As ambitious as the project might sound, though, the posters at the Riyadh girls’ school say it all. Such a transformation will be no small task.

The bell rings for recess, and a din of voices pours into the courtyard. Teenage girls mill around an outdoor stage draped with red velvet curtains and booths set up for after-school clubs.

This is a Tatweer school, which means it’s an existing school that was reopened last year as a model, a pilot program of sorts to test reforms and see how they work.

“Tatweer is awesome,” gushes 16-year-old Mishaal al Suweidan as a group of teachers and administrators looks on. Every student gets a laptop, she says. And students now participate in “group learning,” in which the teacher asks them to solve problems, present their answers, and debate solutions. Suweidan says she wants to be an illustrator someday—to make cartoons for television, like her brother.

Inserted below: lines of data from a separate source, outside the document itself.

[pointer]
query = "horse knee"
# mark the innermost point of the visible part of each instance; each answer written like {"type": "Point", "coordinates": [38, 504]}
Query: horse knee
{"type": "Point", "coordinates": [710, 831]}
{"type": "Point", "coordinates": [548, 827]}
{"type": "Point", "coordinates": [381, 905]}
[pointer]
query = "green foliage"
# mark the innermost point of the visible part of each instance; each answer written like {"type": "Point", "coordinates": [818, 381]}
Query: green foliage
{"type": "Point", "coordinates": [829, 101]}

There seems to be no lack of technical resources for students like Suweidan: Wi-Fi access, do-it-yourself robot kits, and a science lab stocked with specimens handcrafted by an innovative biology teacher. But after hours of touring the school and talking to students and teachers, there’s little evidence that the “reform” has gone beyond the purchase of fancy new gadgets—or that the school has tackled the difficult question of how to retool the prevailing religious ideology that underpins all learning in Saudi Arabia.

Taking a coffee break in the school director’s office, Islamic-studies teacher Mayala al Qubeiri tells me she uses pretty much the same curriculum she’s taught for the last 14 years. She says these days she likes sending students to the Internet to find examples of what’s right and what’s wrong. But in the end, “we have to rely on the trusted sheiks for a final ruling.”

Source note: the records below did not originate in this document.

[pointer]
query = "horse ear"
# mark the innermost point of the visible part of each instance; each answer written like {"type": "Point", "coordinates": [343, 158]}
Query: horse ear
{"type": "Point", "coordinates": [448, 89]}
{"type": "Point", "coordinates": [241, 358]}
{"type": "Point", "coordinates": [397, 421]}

Upstairs, in an Islamic studies classroom, another teacher works from a brand-new electronic smart board to outline familiar Wahhabi-salafi principles. “There should be no one between you and God,” she says, a veiled reference to “unbelievers” like Shiites or Catholics who might practice their faith through “intermediaries” like imams or priests.

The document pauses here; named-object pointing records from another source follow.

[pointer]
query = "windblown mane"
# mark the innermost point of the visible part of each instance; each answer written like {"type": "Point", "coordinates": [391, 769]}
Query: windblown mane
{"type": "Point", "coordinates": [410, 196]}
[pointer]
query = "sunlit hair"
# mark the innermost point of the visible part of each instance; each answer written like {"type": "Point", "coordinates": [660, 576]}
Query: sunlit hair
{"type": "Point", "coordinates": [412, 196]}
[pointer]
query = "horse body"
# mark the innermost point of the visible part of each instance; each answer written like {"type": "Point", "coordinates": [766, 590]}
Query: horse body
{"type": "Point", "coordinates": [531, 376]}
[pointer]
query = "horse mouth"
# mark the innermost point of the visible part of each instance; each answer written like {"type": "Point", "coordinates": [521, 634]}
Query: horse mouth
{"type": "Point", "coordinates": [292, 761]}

“There is only one way to God.”

As the Tatweer group quickly steers me away from the classroom, I can’t help but wonder: If the religious ideology remains virtually unchanged in a “model school” (not to mention one located in an affluent neighborhood near one of the country’s leading universities), what real and substantive change is possible in the tens of thousands of regular schools across the rest of Saudi Arabia? What really has been accomplished in the nearly three years since Tatweer was launched?